Una vez que lo hagan, las variantes tendrán una amplia oportunidad de llegar a los países vecinos de América Latina y, finalmente, al resto del mundo en cuestión de semanas o meses. La variante P.1 que contribuyó a la segunda ola devastadora de Brasil se ha encontrado en al menos 37 países de todo el mundo, una verdadera «Bio Fukushima». Como un reactor nuclear atrapado en una reacción en cadena incontrolable, la tragedia brasileña muestra todos los signos de una amenaza global emergente.
En este contexto, la comunidad internacional debe abordar esta gran amenaza global presionando al gobierno brasileño para que revierta su manejo de la pandemia a fin de reducir la propagación del virus, los nuevos casos y las muertes lo más rápido posible. Con ese fin, la Organización Mundial de la Salud e incluso el Consejo de Seguridad de la ONU deberían exigir que Brasil cree un grupo de trabajo científico nacional con suficiente apoyo político y financiero para abordar todos los aspectos del manejo de la pandemia en el país. Dicho grupo de trabajo debería estar facultado para instituir medidas estrictas de distanciamiento social, como un cierre nacional. También debe comprometerse con la comunidad internacional para garantizar un aumento significativo en el suministro de vacunas y medicamentos de emergencia a Brasil lo antes posible.
Se debe advertir severamente al gobierno brasileño que la falta de cooperación en este esfuerzo global para contener el brote podría conducir a un mayor aislamiento del país de la comunidad internacional e incluso a duras sanciones económicas.
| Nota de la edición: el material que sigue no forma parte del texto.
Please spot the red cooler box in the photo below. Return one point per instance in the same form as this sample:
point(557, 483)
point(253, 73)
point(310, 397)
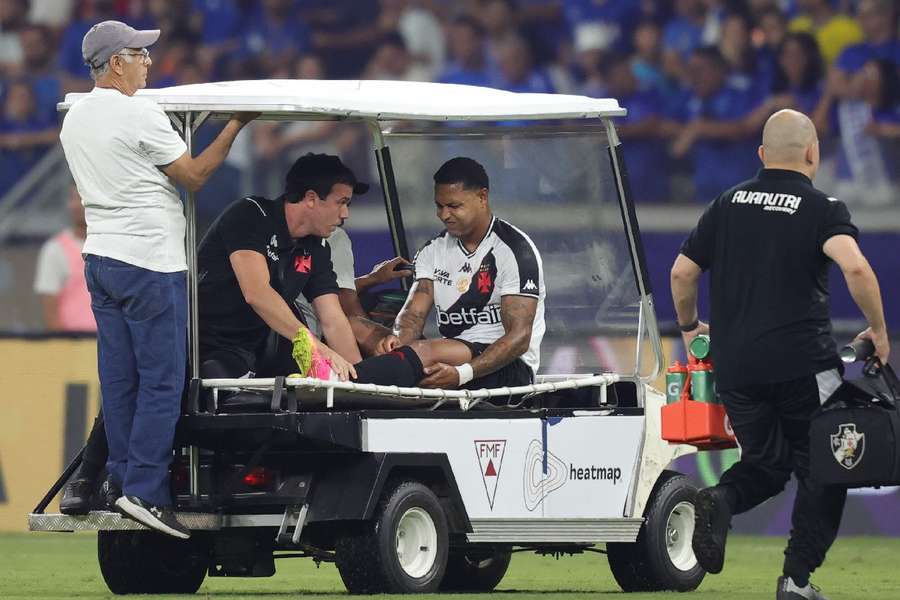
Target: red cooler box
point(700, 424)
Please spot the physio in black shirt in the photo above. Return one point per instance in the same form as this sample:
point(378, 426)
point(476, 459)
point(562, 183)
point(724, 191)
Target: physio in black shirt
point(767, 244)
point(260, 255)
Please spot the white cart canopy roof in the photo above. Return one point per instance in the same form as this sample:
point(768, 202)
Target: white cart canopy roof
point(381, 100)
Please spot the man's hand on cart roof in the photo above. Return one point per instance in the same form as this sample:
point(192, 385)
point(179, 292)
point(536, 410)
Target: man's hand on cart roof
point(244, 117)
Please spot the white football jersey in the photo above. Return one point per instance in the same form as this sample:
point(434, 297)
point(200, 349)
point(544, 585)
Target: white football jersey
point(468, 285)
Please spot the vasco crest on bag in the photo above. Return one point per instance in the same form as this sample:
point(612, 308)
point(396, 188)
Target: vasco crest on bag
point(848, 445)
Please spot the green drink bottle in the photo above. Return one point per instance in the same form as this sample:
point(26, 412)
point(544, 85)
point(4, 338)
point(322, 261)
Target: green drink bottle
point(675, 377)
point(699, 347)
point(702, 387)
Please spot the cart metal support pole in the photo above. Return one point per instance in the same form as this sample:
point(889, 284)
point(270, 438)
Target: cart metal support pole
point(647, 314)
point(391, 197)
point(193, 311)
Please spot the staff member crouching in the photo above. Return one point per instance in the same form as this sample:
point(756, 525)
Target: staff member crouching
point(768, 244)
point(259, 256)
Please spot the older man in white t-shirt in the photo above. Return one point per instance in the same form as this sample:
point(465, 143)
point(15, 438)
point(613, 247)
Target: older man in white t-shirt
point(126, 160)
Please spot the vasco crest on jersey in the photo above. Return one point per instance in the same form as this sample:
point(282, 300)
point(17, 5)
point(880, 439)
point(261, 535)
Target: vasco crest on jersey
point(484, 278)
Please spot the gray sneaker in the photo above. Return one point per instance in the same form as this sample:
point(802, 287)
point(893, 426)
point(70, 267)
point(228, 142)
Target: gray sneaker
point(158, 518)
point(788, 590)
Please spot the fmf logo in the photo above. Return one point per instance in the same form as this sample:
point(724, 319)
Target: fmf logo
point(490, 459)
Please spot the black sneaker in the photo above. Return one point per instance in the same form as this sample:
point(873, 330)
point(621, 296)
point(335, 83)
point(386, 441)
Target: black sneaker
point(110, 492)
point(76, 498)
point(713, 518)
point(158, 518)
point(788, 590)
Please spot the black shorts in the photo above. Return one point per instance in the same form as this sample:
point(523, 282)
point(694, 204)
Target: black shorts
point(514, 374)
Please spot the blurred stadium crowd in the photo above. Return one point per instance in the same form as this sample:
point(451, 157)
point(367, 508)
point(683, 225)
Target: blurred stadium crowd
point(698, 77)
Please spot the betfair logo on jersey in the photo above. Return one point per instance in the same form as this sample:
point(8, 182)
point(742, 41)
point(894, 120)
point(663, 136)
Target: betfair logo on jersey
point(487, 315)
point(787, 203)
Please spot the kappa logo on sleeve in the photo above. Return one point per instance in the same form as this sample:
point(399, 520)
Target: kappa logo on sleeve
point(303, 264)
point(490, 459)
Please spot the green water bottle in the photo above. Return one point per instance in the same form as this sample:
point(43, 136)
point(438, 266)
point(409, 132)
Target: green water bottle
point(675, 376)
point(699, 347)
point(702, 387)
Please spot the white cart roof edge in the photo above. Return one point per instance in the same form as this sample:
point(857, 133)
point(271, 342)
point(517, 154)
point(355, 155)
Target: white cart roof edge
point(378, 100)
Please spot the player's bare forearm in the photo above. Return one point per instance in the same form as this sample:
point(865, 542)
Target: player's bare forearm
point(517, 314)
point(368, 333)
point(685, 277)
point(411, 321)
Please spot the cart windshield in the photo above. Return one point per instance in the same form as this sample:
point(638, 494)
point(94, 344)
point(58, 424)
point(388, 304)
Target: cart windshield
point(559, 188)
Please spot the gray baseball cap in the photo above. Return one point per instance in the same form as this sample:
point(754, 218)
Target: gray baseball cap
point(108, 37)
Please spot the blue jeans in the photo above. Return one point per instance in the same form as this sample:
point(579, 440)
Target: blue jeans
point(141, 344)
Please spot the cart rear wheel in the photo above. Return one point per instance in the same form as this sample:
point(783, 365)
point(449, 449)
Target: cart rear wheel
point(402, 550)
point(662, 557)
point(146, 562)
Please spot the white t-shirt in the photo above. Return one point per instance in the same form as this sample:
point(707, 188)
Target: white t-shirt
point(52, 270)
point(342, 263)
point(114, 145)
point(468, 286)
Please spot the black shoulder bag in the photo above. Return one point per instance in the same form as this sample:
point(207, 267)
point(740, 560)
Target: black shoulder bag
point(854, 438)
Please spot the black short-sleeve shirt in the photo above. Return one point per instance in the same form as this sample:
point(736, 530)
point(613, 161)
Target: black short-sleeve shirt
point(762, 244)
point(295, 266)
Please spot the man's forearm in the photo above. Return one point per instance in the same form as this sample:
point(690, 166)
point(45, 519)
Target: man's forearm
point(275, 312)
point(864, 288)
point(367, 333)
point(339, 336)
point(684, 296)
point(364, 282)
point(409, 326)
point(212, 158)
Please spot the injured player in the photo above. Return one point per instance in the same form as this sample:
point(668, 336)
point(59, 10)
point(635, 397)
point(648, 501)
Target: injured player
point(485, 279)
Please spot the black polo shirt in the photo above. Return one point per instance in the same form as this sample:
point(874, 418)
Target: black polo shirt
point(762, 244)
point(295, 266)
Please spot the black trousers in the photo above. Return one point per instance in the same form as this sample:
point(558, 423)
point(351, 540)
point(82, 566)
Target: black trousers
point(771, 422)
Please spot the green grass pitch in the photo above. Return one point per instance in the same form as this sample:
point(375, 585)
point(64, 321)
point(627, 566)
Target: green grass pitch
point(56, 565)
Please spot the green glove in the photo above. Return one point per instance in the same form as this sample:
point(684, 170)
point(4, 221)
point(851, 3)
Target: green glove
point(303, 349)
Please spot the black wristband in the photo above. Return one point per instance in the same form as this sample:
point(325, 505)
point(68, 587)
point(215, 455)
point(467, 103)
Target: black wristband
point(690, 326)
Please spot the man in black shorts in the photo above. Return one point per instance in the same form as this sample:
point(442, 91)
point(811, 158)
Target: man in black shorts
point(768, 243)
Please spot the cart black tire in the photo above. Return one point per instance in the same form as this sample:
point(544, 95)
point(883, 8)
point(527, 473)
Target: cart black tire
point(146, 562)
point(661, 558)
point(475, 570)
point(369, 560)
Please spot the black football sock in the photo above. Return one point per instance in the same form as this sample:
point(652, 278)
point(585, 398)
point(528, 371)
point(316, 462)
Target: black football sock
point(402, 367)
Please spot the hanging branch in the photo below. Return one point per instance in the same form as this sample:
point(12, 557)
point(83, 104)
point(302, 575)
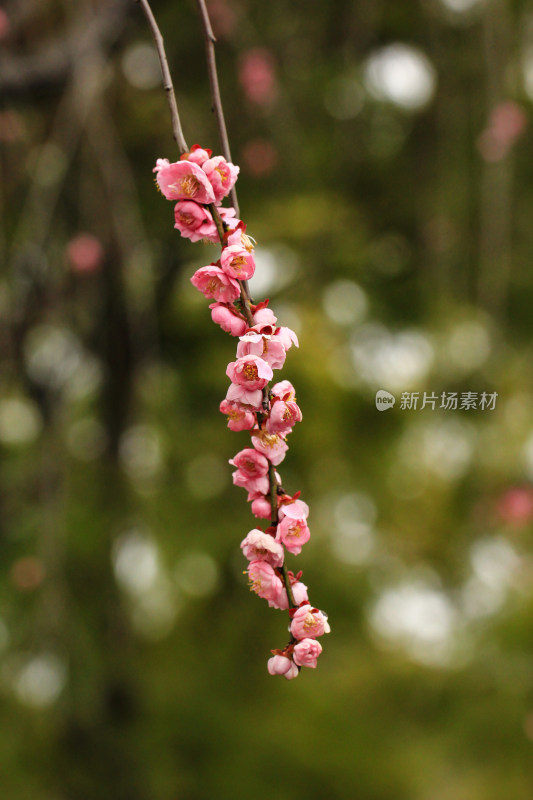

Por más doloroso que me duela escribir estas líneas sobre un país que amo tanto, no veo otra forma de tratar con un presidente y un gobierno que se ofrecieron a hundir a Brasil en la peor crisis humanitaria de toda la historia del país. tiempo, ignorar por completo esta tragedia ha causado un gran sufrimiento al pueblo brasileño. El mensaje de la comunidad internacional debe ser fuerte y claro: o salimos de esto juntos o no podemos salir de esto en absoluto.